Over the next two years, with the collusion of Orlando's top leaders, Disney secretly acquired more than 25,000 acres (10,000 hectares). People were glad to sell dirt cheap. This sludgy terrain was useless for agriculture. It was far from Florida's beaches. It was hot and muggy most of the year, yet it got so cold during central Florida's brief winters that deep freezes periodically killed the citrus crop.
Who would want to vacation in such a place? Disney was certain most Americans would, once he worked his marketing magic on them. By the 1960s, all over America, suburbs were replacing old neighborhoods. Malls were driving Main Street out of business. There was hardly a new ranch home or split-level that didn't have a TV antenna on the roof. Disney realized that in the coming decades shows like The Mickey Mouse Club, not climate and geology, would determine what the majority of Americans would consider a safe and enjoyable place to take a family vacation. That day, flying over central Florida, Disney decided that he, not reality, would define what constituted the Magic Kingdom in the minds and spending habits of millions of Americans in the years to come.
The interstate highway system, started by the Eisenhower Administration as part of the Cold War defense effort against communism, was already crisscrossing America.

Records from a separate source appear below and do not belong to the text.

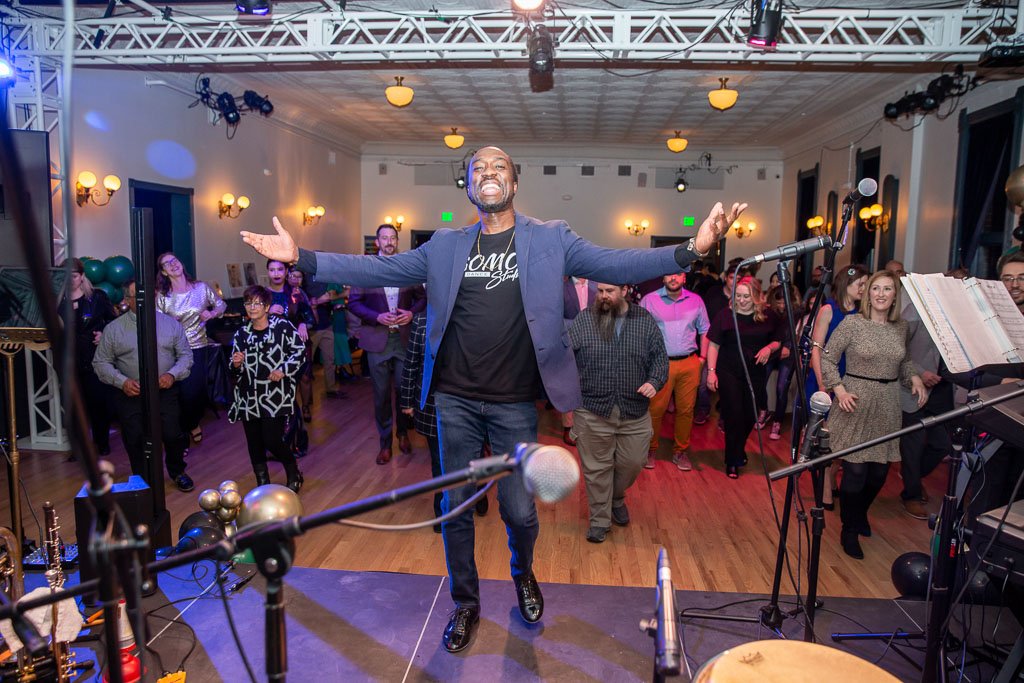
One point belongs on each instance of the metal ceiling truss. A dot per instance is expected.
(828, 36)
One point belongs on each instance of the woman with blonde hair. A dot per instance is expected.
(193, 303)
(761, 334)
(867, 403)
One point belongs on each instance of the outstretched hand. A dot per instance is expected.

Disney chose Orlando because it was at the confluence of two of the most important of these new thoroughfares, what today are Interstate 4 and Florida's Turnpike. There was also a deeply personal reason he located Disney World there—the same one that still lures people to Orlando today. In Florida's boggy, buggy, empty midsection, Walt Disney perceived a second chance.
His original theme park—Disneyland, in southern California—covered fewer than 300 acres (120 hectares). It soon was ringed with the suburban blight that its success inevitably attracted—motels, strip malls, copycat amusement parks. Disney never forgave himself for not making Disneyland big enough, but in Florida he hoped to rectify that mistake. He set out to create an Adventureland where nothing was left to chance. Arriving visitors would not be permitted to choose their own parking spaces; smiling Disney characters would do that for them. In this new, bigger, better Magic Kingdom, water could not be the tannic brown common in central Florida. So Bay Lake was drained, the sludge removed, and clear water pumped into the resulting lagoon. Even dry land would be turned into another Disney illusion: As you traverse the theme park, you are actually walking on the roof of an immense, underground control building from which the operation is run, staffed, and supplied.